* * *
– А время, между тем, спешит и льется, словно песня! Без десяти одиннадцать! – Андрей сладко зевнул и выглянул в зарешеченное окно. Оно выходило во внутренний двор и света почти не давало. Зато через него было отлично видно женский туалет с закрашенными суровой черной краской окнами, которые часто были приоткрыты – дамы любили атмосферу посвежее и поэтому постоянно проветривали помещение.
Вот и сегодня кто-то распахнул окна на распашку – по-видимому, не имея никакого понятия, что дам могут застать врасплох. Хотя доподлинно утверждать невозможно, дамское сознание – чистый сумрак, и просчету не поддается.
– Эх, стоило организовать здесь женскую баню! – Андрей сунул в зубы сигарету и выпустил в потолок столб дыма. Курить в «первичке» было строго-настрого запрещено, но он приноровился – главное, если тебя застукали, делать невинное лицо и все отрицать: «Снаружи занесло! Из женского туалета!» А насчет бани – это была его дежурная шутка номер четырнадцать.
Андрей посмотрел на свои желтые ногти и представил, как приходит в маникюрный салон и говорит: «Эй, boy! Ну-ка быстро сделай мне маникюр, да не простой, а как у этого – как его? Ага – метросексуала! Плачу два двугривенных, и смотри мне, чтоб без баловства!»
Ему вдруг стало дико смешно, и чтобы приступ смеха не напугал никого в коридоре (все-таки, учреждение серьезное, и смеяться всуе здесь считается дурным тоном) он быстро ухватил зубами длинный и грязный заусенец на большом пальце и резко рванул на себя.
– Вот так тебе! – заусенец оторвался с характерным треском, на пальце выступила кровь, и Андрей с удовольствием слизал ее, – ничто так не способствует просветлению разума, как конкретные действия!
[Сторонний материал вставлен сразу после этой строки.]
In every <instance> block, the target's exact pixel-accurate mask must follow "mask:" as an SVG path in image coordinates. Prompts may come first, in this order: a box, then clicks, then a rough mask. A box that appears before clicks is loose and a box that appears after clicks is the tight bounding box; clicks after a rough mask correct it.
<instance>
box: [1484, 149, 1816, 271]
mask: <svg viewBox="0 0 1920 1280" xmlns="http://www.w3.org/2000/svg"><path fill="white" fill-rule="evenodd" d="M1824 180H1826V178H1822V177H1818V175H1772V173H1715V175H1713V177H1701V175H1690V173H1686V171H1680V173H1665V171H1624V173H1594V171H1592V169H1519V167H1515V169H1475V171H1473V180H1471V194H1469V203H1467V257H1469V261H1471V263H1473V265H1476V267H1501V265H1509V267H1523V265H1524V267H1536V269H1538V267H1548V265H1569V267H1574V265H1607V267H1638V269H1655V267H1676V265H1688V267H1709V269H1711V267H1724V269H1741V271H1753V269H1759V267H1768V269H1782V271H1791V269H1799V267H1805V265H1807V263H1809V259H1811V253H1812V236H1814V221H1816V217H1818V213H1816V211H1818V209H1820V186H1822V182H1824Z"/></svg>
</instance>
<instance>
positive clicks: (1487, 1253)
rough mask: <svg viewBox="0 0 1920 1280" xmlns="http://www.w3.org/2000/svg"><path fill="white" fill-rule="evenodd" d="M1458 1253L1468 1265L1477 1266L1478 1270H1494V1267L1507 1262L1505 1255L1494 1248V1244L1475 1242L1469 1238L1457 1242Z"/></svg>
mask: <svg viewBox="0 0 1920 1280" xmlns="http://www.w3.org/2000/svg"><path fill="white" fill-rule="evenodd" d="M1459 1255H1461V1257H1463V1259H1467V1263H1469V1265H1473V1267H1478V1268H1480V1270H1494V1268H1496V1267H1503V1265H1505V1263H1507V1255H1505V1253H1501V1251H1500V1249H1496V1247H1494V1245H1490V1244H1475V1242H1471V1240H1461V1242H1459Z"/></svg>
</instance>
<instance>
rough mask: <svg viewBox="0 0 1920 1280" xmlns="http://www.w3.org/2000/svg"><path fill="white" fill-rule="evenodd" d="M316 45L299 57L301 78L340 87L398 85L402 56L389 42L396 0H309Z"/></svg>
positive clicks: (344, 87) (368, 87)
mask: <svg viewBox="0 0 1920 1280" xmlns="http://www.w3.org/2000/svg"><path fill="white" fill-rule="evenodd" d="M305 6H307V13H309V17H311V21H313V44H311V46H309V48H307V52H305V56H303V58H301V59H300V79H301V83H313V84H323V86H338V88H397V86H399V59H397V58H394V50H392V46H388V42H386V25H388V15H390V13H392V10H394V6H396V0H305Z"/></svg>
Он затушил окурок о наружную кирпичную стену (для этого ему пришлось просунуть руку сквозь решетку) и уже собирался закрыть окно, как вдруг в туалет напротив вошла помощница доктора Парчевского.
Означенный Парчевский был та еще зануда. Когда в клинике случались общие пьянки (например, под Новый год или на 8 марта) доктор все время рассказывал одну и ту же историю: как он выяснил, что является прямым потомком того самого прощелыги, который в «Мастере и Маргарите» получил от Коровьева в подарок колоду десятирублевок на том самом знаменитом представлении в Варьете.
А поскольку любая (пусть даже самая интересная) история, если ее рассказать пару десятков раз, становится тошнотворной для слуха обывателей, то за Парчевским быстро закрепилось прозвище «зануда-покерщик», поскольку его родственник ведь не зря говорил, что: «Кабы не покер, то жизнь в Москве была бы совершенно несносна». И понятно, что многие добавляли к прозвищу сочные эпитеты, чтобы весомо подтвердить свое отношение к доктору.
Впрочем, как говорится, что – с ним детей крестить, что ли, с этим Парчевским? Помрет, никто и не вспомнит! Совсем другое дело его молоденькая ассистентка, которая появилась совсем недавно (и как он только выбил штатную единицу, сволочь!) и уже привлекала к себе пристальное внимание всего мужского коллектива больницы. Ассистентку звали Машенька, и последнее время в фантазиях Андрея ей стало уделяться все больше и больше места.
Андрей замер, как вкопанный. Он присел, потом отпрянул в сторону и скрылся за стенкой. Окна женского туалета располагались всего в каких-то десяти метрах от окон «первички», и все, что там творится, было прекрасно видно.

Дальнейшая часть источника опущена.